MULTI-ENGINE WEB SCRAPER
One engine isn't enough
A client needed reliable data from 50+ websites — news, product pages, forums, APIs. The problem: no single scraping tool handles all of them. Some sites block headless browsers. Some require JavaScript rendering. Some have bot detection that only a managed service can bypass. The client was maintaining three separate scripts with three output formats. Every new site meant figuring out which script to modify.
What I built
A scraping layer with one REST API and three engines behind it. Send a URL, get structured data back. The system picks the right engine: Crawl4AI for JavaScript-heavy pages, Scrapy for high-volume bulk crawls, Firecrawl for sites with aggressive bot detection. Every result returns in the same schema regardless of which engine ran.
The routing logic
Engine selection works on three levels. URL pattern matching for known sites, which the client configures.
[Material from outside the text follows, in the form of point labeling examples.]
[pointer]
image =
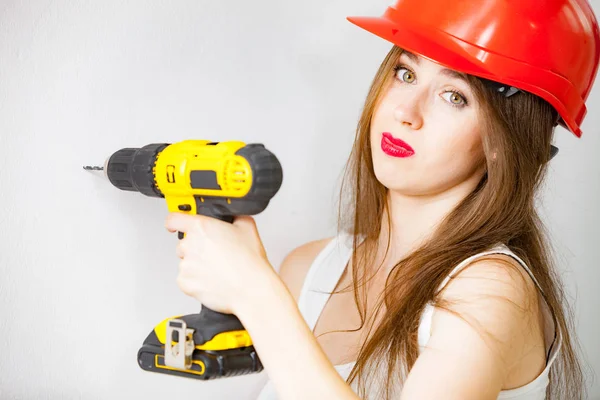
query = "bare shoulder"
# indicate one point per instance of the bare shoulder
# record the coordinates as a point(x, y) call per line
point(497, 301)
point(296, 264)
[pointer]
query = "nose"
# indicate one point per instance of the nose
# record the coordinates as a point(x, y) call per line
point(407, 112)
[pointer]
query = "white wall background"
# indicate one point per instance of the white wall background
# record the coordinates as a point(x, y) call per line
point(88, 270)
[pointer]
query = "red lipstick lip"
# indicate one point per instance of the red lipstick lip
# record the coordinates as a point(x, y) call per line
point(397, 142)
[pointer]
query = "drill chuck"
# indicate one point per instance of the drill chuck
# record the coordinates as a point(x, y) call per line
point(131, 169)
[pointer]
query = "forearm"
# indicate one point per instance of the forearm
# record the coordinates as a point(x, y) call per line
point(293, 359)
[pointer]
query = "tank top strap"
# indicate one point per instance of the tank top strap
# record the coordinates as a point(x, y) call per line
point(322, 277)
point(552, 336)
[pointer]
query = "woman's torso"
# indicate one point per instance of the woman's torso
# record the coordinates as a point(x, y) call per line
point(324, 313)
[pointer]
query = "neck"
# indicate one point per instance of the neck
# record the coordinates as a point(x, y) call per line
point(413, 219)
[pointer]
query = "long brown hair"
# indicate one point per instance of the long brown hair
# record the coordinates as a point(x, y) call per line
point(501, 209)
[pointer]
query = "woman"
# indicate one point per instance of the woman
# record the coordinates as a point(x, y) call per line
point(444, 286)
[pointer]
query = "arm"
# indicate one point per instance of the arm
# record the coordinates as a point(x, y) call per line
point(296, 264)
point(294, 361)
point(470, 360)
point(292, 357)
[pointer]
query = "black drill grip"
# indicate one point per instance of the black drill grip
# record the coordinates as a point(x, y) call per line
point(209, 323)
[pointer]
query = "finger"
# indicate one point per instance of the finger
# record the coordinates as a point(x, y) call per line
point(180, 250)
point(180, 222)
point(245, 222)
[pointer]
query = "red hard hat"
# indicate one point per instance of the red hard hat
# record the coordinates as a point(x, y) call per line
point(549, 48)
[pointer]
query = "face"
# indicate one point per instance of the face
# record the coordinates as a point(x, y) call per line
point(432, 112)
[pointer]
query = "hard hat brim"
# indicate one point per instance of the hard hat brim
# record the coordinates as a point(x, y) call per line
point(456, 54)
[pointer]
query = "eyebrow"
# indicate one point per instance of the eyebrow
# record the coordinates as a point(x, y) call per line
point(447, 72)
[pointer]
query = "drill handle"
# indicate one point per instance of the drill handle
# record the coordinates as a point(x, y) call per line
point(213, 322)
point(210, 212)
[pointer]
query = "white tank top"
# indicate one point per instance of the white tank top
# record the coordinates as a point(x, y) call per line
point(325, 272)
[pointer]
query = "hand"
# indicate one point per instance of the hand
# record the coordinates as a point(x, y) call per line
point(222, 264)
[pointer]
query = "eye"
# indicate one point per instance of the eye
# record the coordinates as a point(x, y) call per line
point(455, 98)
point(406, 75)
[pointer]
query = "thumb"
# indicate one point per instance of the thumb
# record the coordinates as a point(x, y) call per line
point(246, 223)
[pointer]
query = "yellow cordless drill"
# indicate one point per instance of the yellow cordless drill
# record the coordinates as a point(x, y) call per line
point(217, 179)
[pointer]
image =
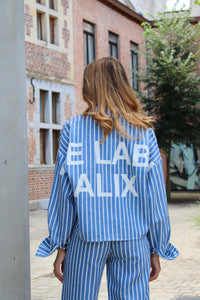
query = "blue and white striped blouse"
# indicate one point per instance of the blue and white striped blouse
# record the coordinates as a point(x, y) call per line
point(113, 191)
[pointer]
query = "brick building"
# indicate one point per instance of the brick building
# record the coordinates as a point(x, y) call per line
point(50, 87)
point(61, 37)
point(104, 28)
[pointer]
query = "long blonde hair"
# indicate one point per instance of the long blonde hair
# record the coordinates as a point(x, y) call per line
point(106, 88)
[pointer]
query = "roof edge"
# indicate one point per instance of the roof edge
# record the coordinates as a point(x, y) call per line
point(124, 10)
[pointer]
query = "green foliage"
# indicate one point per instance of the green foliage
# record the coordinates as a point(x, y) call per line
point(173, 78)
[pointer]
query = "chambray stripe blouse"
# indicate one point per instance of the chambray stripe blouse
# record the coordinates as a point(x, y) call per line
point(113, 191)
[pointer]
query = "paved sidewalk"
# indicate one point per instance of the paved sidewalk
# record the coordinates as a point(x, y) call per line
point(179, 279)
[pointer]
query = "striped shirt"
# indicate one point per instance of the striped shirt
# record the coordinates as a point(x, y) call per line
point(113, 191)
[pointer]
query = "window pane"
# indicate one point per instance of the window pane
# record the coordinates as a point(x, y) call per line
point(134, 66)
point(91, 48)
point(88, 27)
point(85, 51)
point(42, 146)
point(113, 37)
point(39, 26)
point(55, 108)
point(51, 4)
point(114, 51)
point(56, 136)
point(43, 106)
point(89, 43)
point(52, 30)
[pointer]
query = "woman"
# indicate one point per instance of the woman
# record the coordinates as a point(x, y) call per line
point(108, 203)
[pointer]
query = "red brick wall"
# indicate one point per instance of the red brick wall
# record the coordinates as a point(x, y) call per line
point(41, 60)
point(105, 19)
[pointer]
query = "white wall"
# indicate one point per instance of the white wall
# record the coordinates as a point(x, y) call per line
point(14, 225)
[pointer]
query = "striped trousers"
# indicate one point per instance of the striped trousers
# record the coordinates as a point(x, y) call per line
point(128, 269)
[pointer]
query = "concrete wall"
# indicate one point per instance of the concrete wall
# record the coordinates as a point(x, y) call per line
point(14, 225)
point(52, 67)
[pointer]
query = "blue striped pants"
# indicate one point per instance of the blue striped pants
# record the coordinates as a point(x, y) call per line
point(128, 269)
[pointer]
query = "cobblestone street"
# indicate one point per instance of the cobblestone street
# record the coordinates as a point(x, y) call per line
point(178, 278)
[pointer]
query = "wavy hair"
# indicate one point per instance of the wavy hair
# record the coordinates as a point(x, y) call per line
point(109, 95)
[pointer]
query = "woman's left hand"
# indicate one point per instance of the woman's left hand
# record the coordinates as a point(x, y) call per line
point(59, 264)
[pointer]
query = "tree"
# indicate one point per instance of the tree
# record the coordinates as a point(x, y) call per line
point(172, 79)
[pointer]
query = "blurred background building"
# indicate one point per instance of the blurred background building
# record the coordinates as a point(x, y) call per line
point(62, 37)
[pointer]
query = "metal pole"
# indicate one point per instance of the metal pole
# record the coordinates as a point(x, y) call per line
point(14, 225)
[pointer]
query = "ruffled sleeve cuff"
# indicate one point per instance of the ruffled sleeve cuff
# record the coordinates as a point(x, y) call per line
point(47, 247)
point(169, 253)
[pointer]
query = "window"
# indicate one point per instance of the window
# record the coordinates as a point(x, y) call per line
point(40, 18)
point(113, 45)
point(55, 108)
point(56, 136)
point(89, 42)
point(43, 138)
point(50, 126)
point(52, 30)
point(43, 106)
point(51, 4)
point(134, 66)
point(47, 21)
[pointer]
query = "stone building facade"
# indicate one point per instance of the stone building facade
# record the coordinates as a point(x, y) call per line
point(50, 87)
point(61, 37)
point(106, 22)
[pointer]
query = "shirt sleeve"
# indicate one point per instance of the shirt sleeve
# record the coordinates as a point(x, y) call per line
point(61, 209)
point(159, 223)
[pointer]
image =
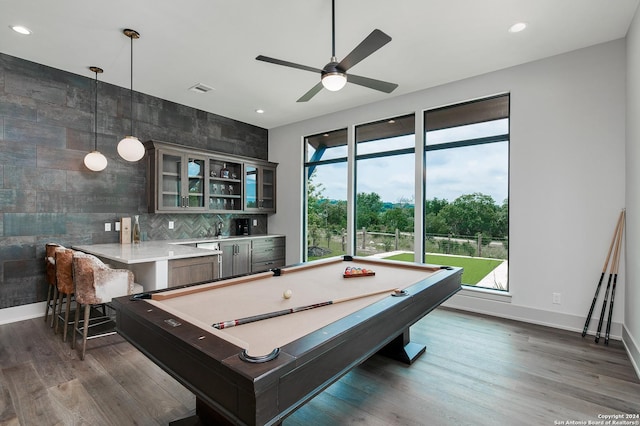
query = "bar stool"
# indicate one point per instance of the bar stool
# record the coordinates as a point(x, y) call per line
point(96, 285)
point(50, 278)
point(64, 282)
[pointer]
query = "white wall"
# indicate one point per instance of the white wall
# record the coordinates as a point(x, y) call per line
point(567, 182)
point(631, 332)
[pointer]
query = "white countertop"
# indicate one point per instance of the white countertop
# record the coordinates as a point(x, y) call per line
point(152, 251)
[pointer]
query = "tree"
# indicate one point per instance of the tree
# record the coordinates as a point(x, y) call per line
point(368, 208)
point(501, 225)
point(398, 218)
point(435, 205)
point(471, 214)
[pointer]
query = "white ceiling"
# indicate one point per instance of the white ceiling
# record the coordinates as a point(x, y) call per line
point(215, 42)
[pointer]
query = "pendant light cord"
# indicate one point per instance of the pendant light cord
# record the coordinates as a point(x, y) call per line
point(131, 86)
point(95, 116)
point(333, 28)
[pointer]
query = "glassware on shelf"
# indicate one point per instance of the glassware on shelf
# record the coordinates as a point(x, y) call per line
point(224, 172)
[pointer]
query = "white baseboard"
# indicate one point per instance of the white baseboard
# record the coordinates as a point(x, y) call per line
point(23, 312)
point(482, 305)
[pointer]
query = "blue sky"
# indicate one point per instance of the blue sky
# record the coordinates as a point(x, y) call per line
point(450, 173)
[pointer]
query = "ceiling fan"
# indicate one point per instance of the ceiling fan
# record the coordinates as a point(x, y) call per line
point(334, 75)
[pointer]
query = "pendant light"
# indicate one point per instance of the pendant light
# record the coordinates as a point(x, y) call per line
point(130, 148)
point(95, 160)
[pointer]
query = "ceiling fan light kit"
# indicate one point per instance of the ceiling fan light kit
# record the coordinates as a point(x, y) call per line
point(333, 76)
Content-type detection from a lightweight HEAD request. And a fallback chain — if Crawl4AI fails, it retries with Scrapy, then Firecrawl. This handles about 95% of sites without manual intervention. The client can force a specific engine through the API for edge cases they've already identified.
Where it is now
Deployed on Render, running production scraping workloads. The client's downstream pipeline doesn't know which engine executed. It just gets clean, normalized data.